Et ici aussi, je crois que l’analogie de l’alpiniste qui voit se dessiner un camp de halte est tout aussi judicieuse. Car même si je n’ai jamais gravi l’Everest, ni aucun autre sommet altitude supérieure à 2 921 m (les catalans reconnaîtront), je crois que j’ai une idée de ce à quoi doivent ressembler les derniers mètres avant le bivouac.
Les alpinistes hors pair sauront valider ou invalider mon hypothèse, mais je crois que l’alpiniste est un être humain comme tous les autres. Et quand il voit poindre un repos futur, il ne peut retenir son tropisme humain à la débauche énergétique.
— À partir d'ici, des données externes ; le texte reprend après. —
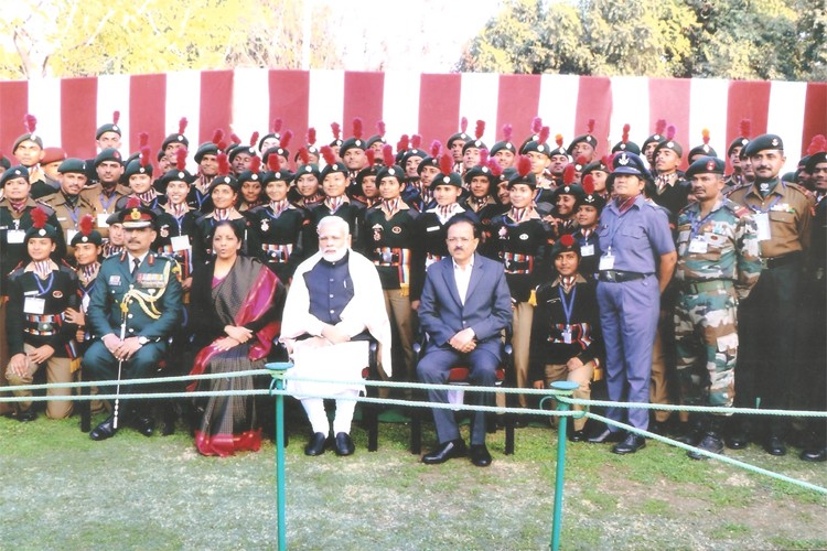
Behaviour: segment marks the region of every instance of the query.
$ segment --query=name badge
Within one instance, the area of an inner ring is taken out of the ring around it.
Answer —
[[[598,264],[598,270],[613,270],[614,269],[614,255],[611,252],[606,252],[602,257],[600,257],[600,264]]]
[[[707,247],[708,244],[702,237],[696,237],[695,239],[689,241],[689,252],[705,255],[707,252]]]
[[[26,296],[23,301],[23,313],[43,315],[46,307],[46,301],[36,296]]]
[[[755,213],[755,225],[759,229],[759,241],[772,239],[770,229],[770,215],[767,213]]]
[[[175,236],[172,238],[172,250],[179,252],[190,250],[190,238],[187,236]]]
[[[6,241],[9,244],[21,244],[25,240],[25,231],[22,229],[10,229],[6,233]]]

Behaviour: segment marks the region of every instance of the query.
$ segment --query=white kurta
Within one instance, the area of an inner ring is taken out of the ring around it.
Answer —
[[[352,342],[332,344],[321,336],[324,324],[310,313],[310,294],[304,273],[322,259],[316,252],[303,261],[293,274],[292,284],[284,303],[281,323],[281,341],[292,350],[294,367],[288,371],[287,389],[297,398],[311,396],[335,396],[345,390],[364,390],[364,385],[342,385],[335,381],[358,381],[367,367],[368,344]],[[391,374],[390,322],[385,310],[379,274],[374,264],[362,255],[348,253],[347,269],[353,281],[354,295],[342,311],[339,329],[355,336],[367,329],[379,343],[379,360],[383,370]],[[314,338],[296,341],[310,334]],[[299,381],[291,377],[312,377],[331,382]]]

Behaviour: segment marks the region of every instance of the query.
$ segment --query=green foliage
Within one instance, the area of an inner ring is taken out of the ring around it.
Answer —
[[[509,0],[457,68],[823,80],[823,0]]]

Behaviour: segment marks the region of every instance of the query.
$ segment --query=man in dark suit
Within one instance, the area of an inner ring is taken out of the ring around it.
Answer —
[[[512,303],[503,264],[476,255],[480,228],[463,215],[454,216],[447,227],[448,250],[428,268],[419,305],[419,322],[430,341],[417,366],[419,379],[444,383],[451,368],[460,363],[470,369],[470,382],[493,387],[502,359],[501,332],[512,321]],[[429,390],[432,402],[448,403],[448,391]],[[477,395],[477,406],[492,404],[492,395]],[[426,454],[429,465],[469,453],[450,409],[434,408],[439,449]],[[471,422],[471,462],[480,467],[491,464],[485,447],[485,413],[475,411]]]

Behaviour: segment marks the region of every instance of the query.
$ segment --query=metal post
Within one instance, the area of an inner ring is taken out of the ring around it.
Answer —
[[[277,390],[284,390],[284,374],[293,367],[289,361],[267,364]],[[287,549],[287,522],[286,522],[287,495],[284,491],[284,395],[276,395],[276,514],[279,530],[279,543],[277,549]]]
[[[577,382],[571,381],[558,381],[552,382],[551,388],[558,390],[560,396],[570,397],[574,389],[578,388]],[[557,400],[558,411],[569,411],[571,407]],[[566,425],[568,423],[568,415],[560,415],[557,424],[557,474],[555,476],[555,516],[551,521],[551,550],[557,551],[560,549],[560,528],[562,525],[562,483],[566,476]]]

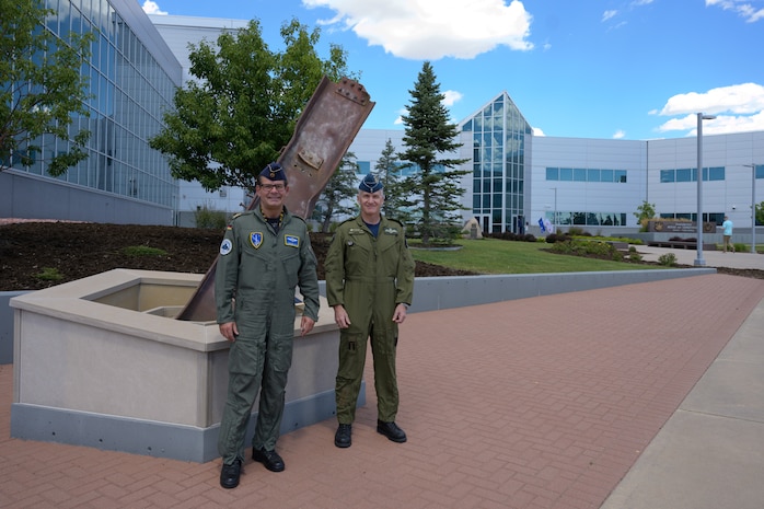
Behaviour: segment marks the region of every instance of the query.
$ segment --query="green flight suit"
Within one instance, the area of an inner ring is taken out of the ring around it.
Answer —
[[[378,417],[392,423],[398,409],[398,326],[393,313],[398,303],[410,304],[414,293],[414,258],[403,224],[382,217],[374,238],[360,217],[345,221],[335,232],[324,268],[328,304],[343,304],[350,319],[350,326],[339,331],[337,420],[352,424],[356,417],[367,339],[371,338]]]
[[[300,286],[304,314],[317,321],[316,265],[305,222],[286,208],[278,233],[259,209],[234,217],[225,230],[215,299],[218,323],[235,322],[239,336],[229,352],[228,398],[218,439],[223,463],[243,459],[258,392],[252,446],[269,451],[276,447],[292,362],[294,289]]]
Comme si l’humain, par conception, n’avait d’autre but que de vider son énergie.
En apercevant la silhouette du campement, l’alpiniste se dit que c’est la parfaite excuse pour laisser parler ses instincts primaires à la dépense énergétique en procédant à un dernier sprint.
Un sprint sans conséquence, puisqu’un repos lui succèdera.
Mais un sprint glorieux — qui fait imaginer à l’alpiniste que cet acte d’héroïsme gratuit lui vaudra sans doute une place sur l’Olympe, aux côtés des héros de l’alpinisme qui l’ont inspiré.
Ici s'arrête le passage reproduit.